Results: TREVA – a Targeted REsequencing Virtual Appliance
The pipelines within TREVA are packaged within a fully installed Linux operating system (Ubuntu Luid) on a virtual hard-disk, with all software dependencies already configured. TREVA can be launched on any host platform, and is independent of the software and hardware requirements of the constituent methods in the pipelines. TREVA images are available for download at http://bioinformatics.petermac.org/treva/.

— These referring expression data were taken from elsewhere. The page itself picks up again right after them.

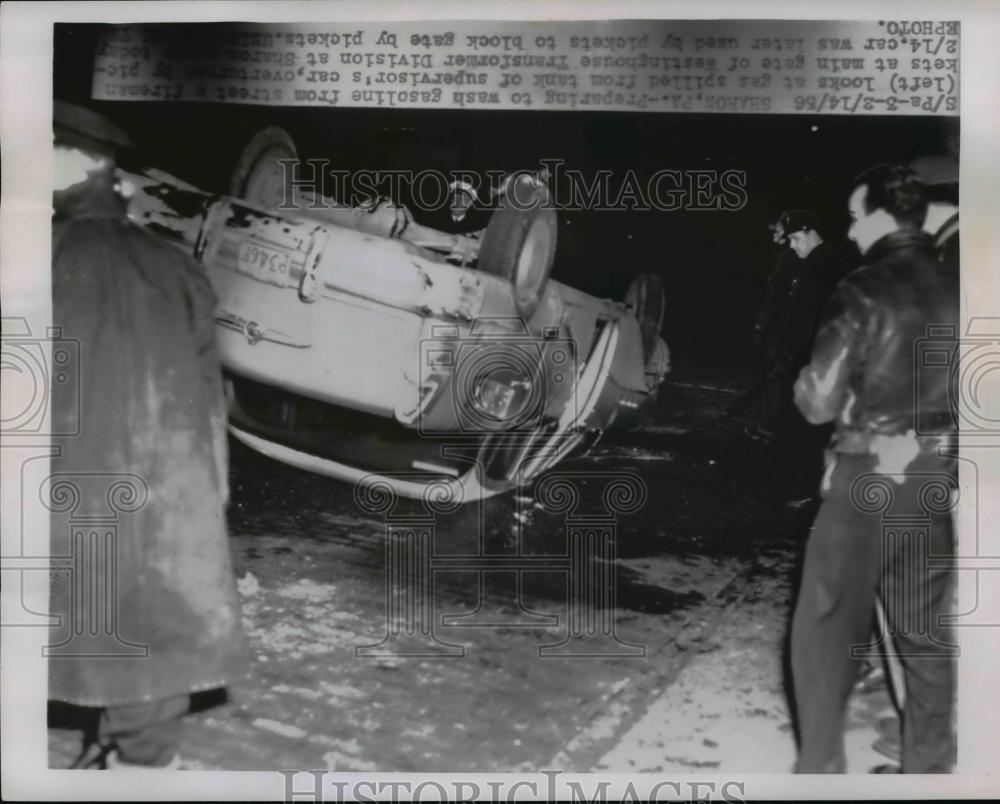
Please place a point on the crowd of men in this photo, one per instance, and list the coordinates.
(848, 341)
(838, 344)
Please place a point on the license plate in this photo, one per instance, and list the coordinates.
(263, 263)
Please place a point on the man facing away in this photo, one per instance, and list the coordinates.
(882, 468)
(151, 613)
(799, 291)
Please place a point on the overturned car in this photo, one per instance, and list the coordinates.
(358, 343)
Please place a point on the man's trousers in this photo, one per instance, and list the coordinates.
(873, 535)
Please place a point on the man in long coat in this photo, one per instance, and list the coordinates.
(149, 612)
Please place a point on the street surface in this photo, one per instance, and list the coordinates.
(702, 582)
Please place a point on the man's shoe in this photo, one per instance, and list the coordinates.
(889, 743)
(871, 680)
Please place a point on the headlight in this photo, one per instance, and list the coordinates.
(501, 394)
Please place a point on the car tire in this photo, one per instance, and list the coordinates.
(519, 244)
(647, 301)
(257, 177)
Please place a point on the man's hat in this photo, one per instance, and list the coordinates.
(935, 170)
(78, 127)
(798, 220)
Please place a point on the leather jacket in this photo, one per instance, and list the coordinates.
(868, 369)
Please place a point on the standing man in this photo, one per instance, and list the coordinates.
(939, 175)
(151, 612)
(864, 376)
(796, 299)
(767, 332)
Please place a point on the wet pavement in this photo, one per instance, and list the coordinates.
(486, 652)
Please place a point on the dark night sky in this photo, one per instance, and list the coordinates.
(714, 263)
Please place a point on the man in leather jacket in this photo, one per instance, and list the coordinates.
(887, 484)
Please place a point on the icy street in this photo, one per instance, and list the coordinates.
(703, 582)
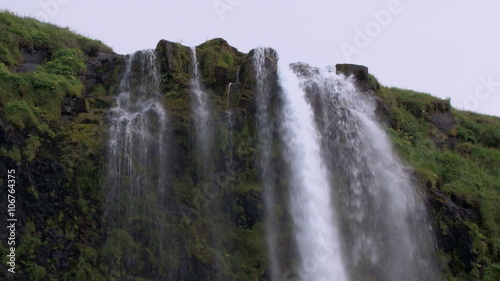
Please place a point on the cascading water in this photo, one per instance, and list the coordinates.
(385, 232)
(316, 229)
(266, 127)
(136, 168)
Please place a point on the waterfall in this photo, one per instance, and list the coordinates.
(136, 153)
(316, 229)
(266, 127)
(386, 235)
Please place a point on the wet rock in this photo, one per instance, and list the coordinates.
(74, 106)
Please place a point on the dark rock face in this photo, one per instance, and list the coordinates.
(359, 72)
(101, 70)
(74, 106)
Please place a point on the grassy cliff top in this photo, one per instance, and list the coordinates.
(23, 33)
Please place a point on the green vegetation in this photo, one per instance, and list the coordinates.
(457, 157)
(18, 34)
(58, 158)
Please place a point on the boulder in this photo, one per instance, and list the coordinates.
(360, 73)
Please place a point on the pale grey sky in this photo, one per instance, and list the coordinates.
(448, 48)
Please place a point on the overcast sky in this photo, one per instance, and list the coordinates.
(448, 48)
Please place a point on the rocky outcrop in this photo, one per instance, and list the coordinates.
(360, 73)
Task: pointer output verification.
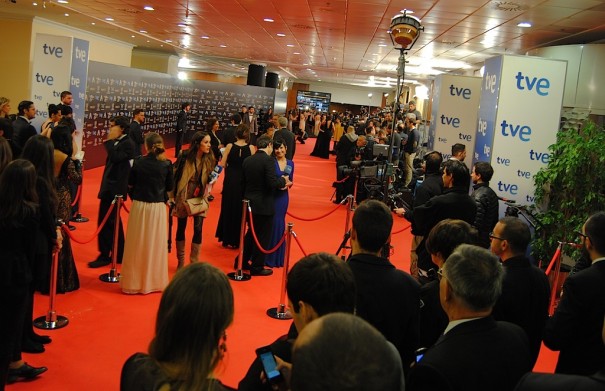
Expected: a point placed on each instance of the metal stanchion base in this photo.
(239, 275)
(112, 276)
(41, 323)
(275, 314)
(80, 219)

Analysis Pipelines Included in TREVA
TREVA pipelines cover the detection of genomic variations that are related (but not limited) to cancer studies. We provide a primary and a secondary analysis pipeline. The primary pipeline is used to analyse germline susceptibility or somatic variations (SNVs/INDELs/CNVs), where each sample is considered independently. The secondary pipeline conducts analysis on a cohort of samples taking into consideration any relationships between the samples that are based on predefined clinical or biological grouping of the samples, such as cancer subtype. These pipelines can be run on TR and WES data for human and mouse genomes.

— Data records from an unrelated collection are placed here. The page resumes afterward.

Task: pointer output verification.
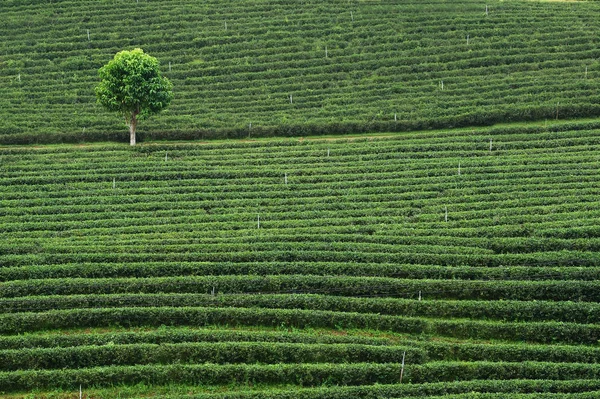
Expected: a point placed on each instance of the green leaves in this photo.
(131, 85)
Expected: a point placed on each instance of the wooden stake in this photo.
(402, 369)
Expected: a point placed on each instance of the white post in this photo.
(402, 369)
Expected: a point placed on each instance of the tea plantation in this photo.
(281, 67)
(305, 268)
(443, 255)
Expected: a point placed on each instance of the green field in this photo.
(296, 68)
(346, 199)
(303, 268)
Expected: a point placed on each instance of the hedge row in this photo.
(574, 312)
(549, 332)
(303, 375)
(306, 284)
(379, 391)
(217, 353)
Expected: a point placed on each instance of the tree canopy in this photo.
(131, 85)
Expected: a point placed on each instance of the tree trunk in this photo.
(132, 126)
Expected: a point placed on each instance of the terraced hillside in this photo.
(305, 268)
(263, 67)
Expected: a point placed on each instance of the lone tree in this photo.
(131, 85)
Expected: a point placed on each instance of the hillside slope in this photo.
(256, 67)
(305, 269)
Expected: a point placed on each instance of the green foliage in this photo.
(383, 70)
(131, 85)
(147, 265)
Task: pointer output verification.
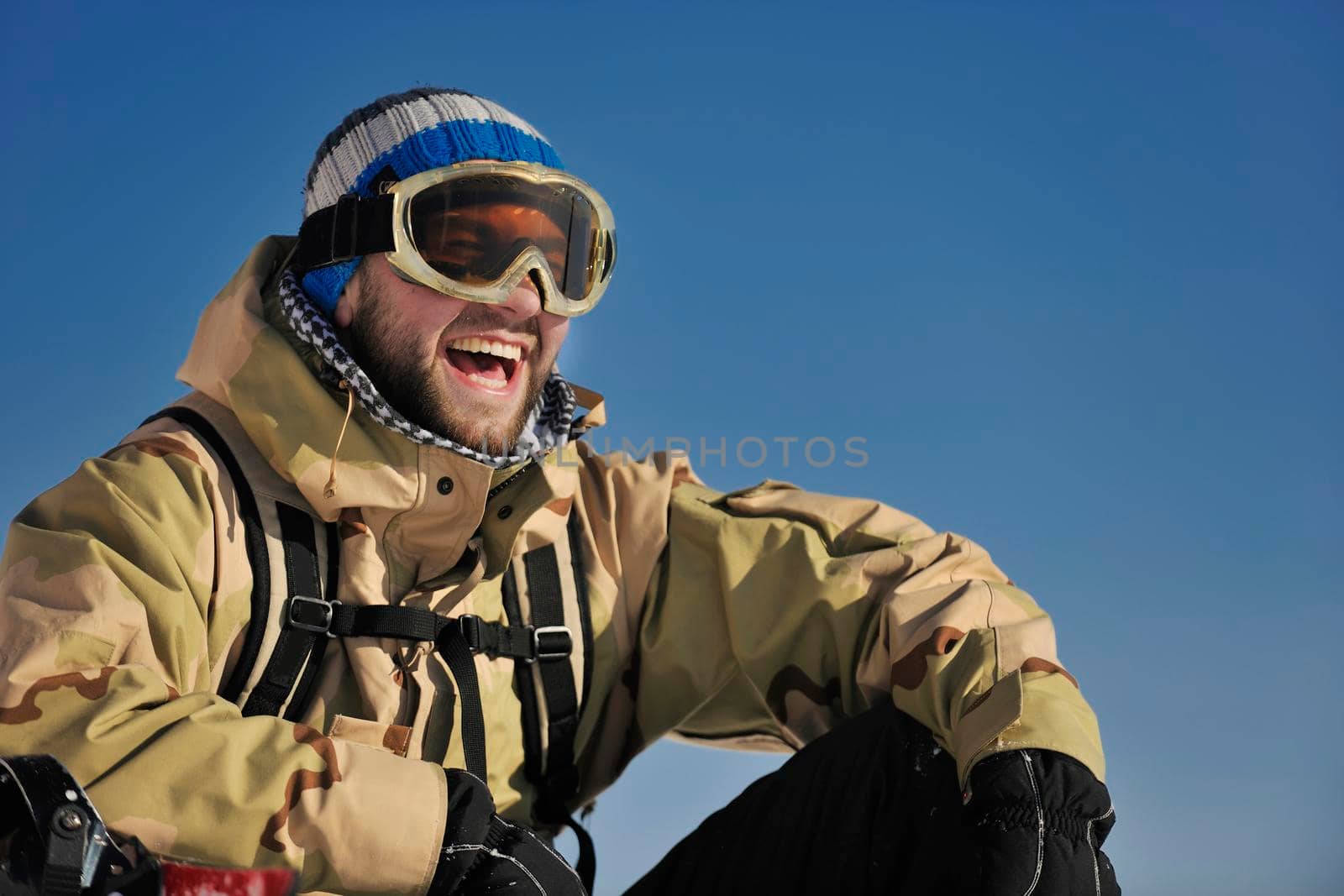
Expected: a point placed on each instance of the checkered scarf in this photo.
(548, 426)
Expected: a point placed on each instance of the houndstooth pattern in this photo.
(548, 426)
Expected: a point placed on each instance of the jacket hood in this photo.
(248, 356)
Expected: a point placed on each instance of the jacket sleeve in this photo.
(118, 624)
(773, 613)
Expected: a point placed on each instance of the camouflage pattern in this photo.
(754, 620)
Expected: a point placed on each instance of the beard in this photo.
(383, 345)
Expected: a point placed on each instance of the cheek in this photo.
(554, 328)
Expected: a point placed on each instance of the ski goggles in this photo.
(476, 230)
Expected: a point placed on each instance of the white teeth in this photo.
(487, 347)
(487, 383)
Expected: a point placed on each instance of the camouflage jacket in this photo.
(752, 618)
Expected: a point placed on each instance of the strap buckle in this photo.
(470, 629)
(558, 644)
(311, 614)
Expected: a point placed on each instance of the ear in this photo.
(344, 313)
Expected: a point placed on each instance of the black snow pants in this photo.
(870, 808)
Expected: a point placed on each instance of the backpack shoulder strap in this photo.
(289, 548)
(553, 768)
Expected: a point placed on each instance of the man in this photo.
(371, 546)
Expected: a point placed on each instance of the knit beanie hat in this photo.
(409, 132)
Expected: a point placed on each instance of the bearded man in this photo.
(366, 605)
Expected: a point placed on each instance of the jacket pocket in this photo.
(394, 739)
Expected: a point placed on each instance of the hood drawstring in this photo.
(349, 409)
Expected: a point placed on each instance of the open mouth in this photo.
(487, 363)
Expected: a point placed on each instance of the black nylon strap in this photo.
(585, 610)
(255, 539)
(543, 587)
(561, 779)
(417, 624)
(307, 685)
(533, 759)
(293, 645)
(354, 226)
(454, 647)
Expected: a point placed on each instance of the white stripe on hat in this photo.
(365, 143)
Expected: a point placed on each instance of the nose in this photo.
(524, 300)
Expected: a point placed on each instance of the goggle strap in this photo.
(354, 226)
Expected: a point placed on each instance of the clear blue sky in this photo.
(1073, 271)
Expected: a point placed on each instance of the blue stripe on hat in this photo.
(445, 144)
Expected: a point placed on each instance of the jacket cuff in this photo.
(1028, 711)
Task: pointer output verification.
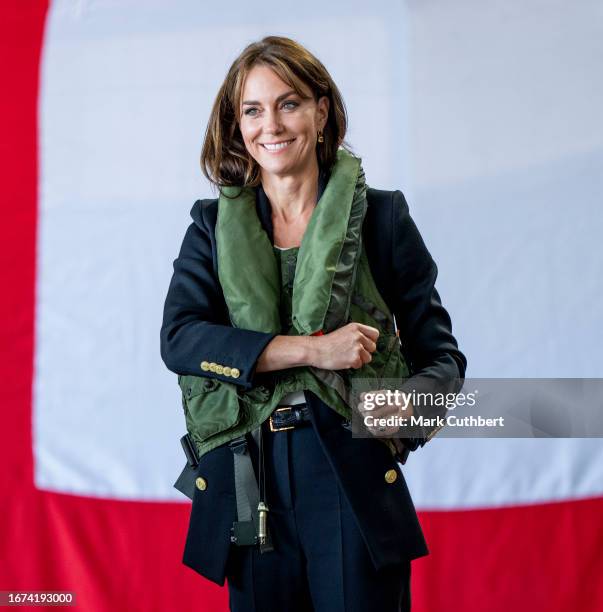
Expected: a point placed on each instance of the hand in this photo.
(399, 406)
(349, 346)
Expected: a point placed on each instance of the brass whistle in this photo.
(263, 514)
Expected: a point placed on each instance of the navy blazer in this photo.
(196, 327)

Primary analysis pipeline for individual samples.
The primary pipeline is outlined in Figure 1. Raw reads (fastq files) are first quality checked with FastQC. Reads that do not pass QC for base qualities are then trimmed using cutadapt . If sequencing adaptors or primers are detected, they are also removed using cutadapt. Filtered reads are then aligned to the appropriate reference genome using BWA  and duplicate reads marked using Picard (http://picard.sourceforge.net/). For detection of somatic variants the tumour and normal BAM files are then merged so that GATK INDEL realignment  can be performed on both together as per GATK’s best practice recommendations (http://www.broadinstitute.org/gatk/guide/topic?name=best-practices). Base qualities are recalibrated using GATK to correct for inaccurate base qualities  to generate the BAM file ready for variant calling.

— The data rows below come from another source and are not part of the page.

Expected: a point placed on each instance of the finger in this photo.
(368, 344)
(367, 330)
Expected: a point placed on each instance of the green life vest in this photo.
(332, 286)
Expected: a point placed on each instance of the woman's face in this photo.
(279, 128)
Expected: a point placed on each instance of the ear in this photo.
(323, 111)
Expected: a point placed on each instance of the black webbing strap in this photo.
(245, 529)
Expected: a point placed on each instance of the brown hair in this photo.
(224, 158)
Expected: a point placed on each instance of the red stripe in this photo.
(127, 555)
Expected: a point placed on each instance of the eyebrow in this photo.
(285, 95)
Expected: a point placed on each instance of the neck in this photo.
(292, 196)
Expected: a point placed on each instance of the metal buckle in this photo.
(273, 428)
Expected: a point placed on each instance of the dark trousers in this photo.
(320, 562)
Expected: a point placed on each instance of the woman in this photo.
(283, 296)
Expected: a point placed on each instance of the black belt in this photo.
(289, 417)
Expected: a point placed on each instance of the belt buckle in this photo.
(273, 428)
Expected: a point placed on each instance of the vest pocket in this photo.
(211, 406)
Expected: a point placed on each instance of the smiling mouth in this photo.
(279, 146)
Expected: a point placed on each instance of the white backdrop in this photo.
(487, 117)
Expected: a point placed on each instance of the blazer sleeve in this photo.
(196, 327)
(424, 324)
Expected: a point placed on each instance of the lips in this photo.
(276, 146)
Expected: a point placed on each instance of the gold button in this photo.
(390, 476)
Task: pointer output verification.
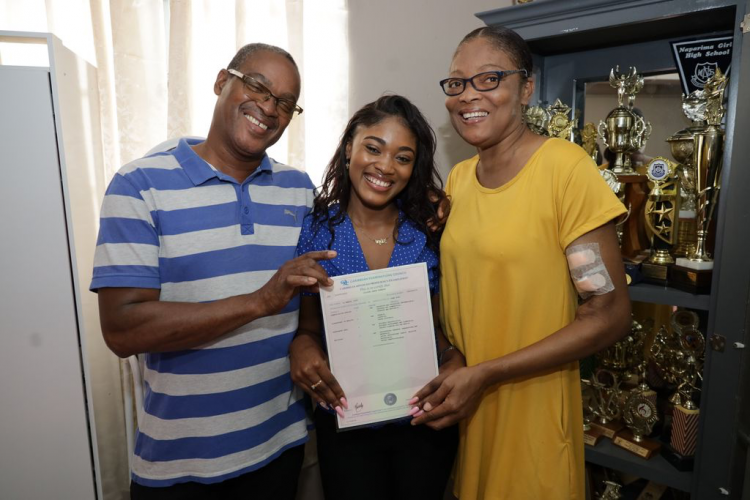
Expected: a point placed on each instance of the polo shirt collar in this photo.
(199, 171)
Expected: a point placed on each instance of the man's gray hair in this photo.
(251, 48)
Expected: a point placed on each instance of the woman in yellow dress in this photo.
(529, 233)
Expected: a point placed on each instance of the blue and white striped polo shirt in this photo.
(172, 222)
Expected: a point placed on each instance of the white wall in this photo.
(405, 47)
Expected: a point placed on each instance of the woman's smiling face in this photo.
(483, 119)
(381, 160)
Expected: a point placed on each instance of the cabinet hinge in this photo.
(717, 342)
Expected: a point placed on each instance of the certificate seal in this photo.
(390, 399)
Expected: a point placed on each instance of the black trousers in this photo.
(276, 481)
(392, 462)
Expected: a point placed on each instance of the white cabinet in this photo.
(47, 439)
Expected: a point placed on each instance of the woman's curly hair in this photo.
(414, 200)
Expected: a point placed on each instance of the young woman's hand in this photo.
(310, 371)
(455, 398)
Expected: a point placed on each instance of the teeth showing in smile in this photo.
(256, 122)
(475, 114)
(377, 182)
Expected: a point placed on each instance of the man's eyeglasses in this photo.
(482, 82)
(287, 107)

Red colour highlights the difference between our Somatic Pipeline and Familial (Germline) Pipeline.
To identify somatic SNVs and INDELs we use the MuTect  and GATK’s Somatic Indel Detector  programs, respectively, developed at the Broad Institute. We also use GATK’s Unified Genotyper as a secondary variant caller to assist in identifying true positive somatic variant calls and reducing false positive calls, as we have found a high validation rate for the variants called by both MuTect and GATK. The identified SNVs and INDELs are then combined into a single file and annotated using the Ensembl database. The annotation makes use of a local copy of the Ensembl database and a customised version of Ensembl Variant Effect Predictor  (both included with TREVA) to add information such as what gene the variant is in, the consequence of the mutation (nonsynonymous, nonsense, etc.) and information from databases such as PolyPhen2 , SIFT , dbSNP , OMIM , and COSMIC . We then use CONTRA  and ADTEx (http://adtex.sourceforge.net) to analyse copy number variations based on the ratio of read coverage between tumour and normal samples. Custom scripts are used to supplement the output file with additional information from the BAM file corresponding to each variant call, such as: the number of reads that contained the variant, the number of reads that matched the reference, the variant frequency and whether the variant was present in reads that mapped to both forward and reverse strands of the reference (presence on both strands adds confidence to the variant call). The final output of the pipeline consists of a single file containing the annotated variants from the tumour and normal sample.
We use a slightly modified pipeline for calling variants in germline samples for our projects on familial susceptibility to cancer (Figure 1). The distinction between these two pipelines is that only one variant caller is used for germline samples (i.e. GATK’s Unified Genotyper). For sample groups comprising more than one member of a family, all samples are run through the pipeline collectively (i.e. combined into a single BAM file) to improve identification of INDELs and SNVs shared by family members.
Secondary analysis pipeline for related groups of samples.
With the lowering cost of TR/WES, experimental designs involving multiple samples are not only feasible but are often utilised to increase the power of a study to detect, for example, driver/recurrent mutations and frequently mutated genes . As an extension to the primary pipeline, our secondary pipeline has been designed to conduct the multi-sample analysis by taking into account any inherent relationships or grouping between samples based on the study design (Figure 2). These relationships are defined by the user in a file and are typically given in terms of clinical annotation. Any additional analysis parameters are also defined in this file. As such, any component of the analysis can be flexibly changed from a single point of reference. This abstraction allows the pipelines to be applied in many different studies without the need to modify or configure any part of the pipelines directly. For instance, contrasts can also be defined between samples if these are of interest.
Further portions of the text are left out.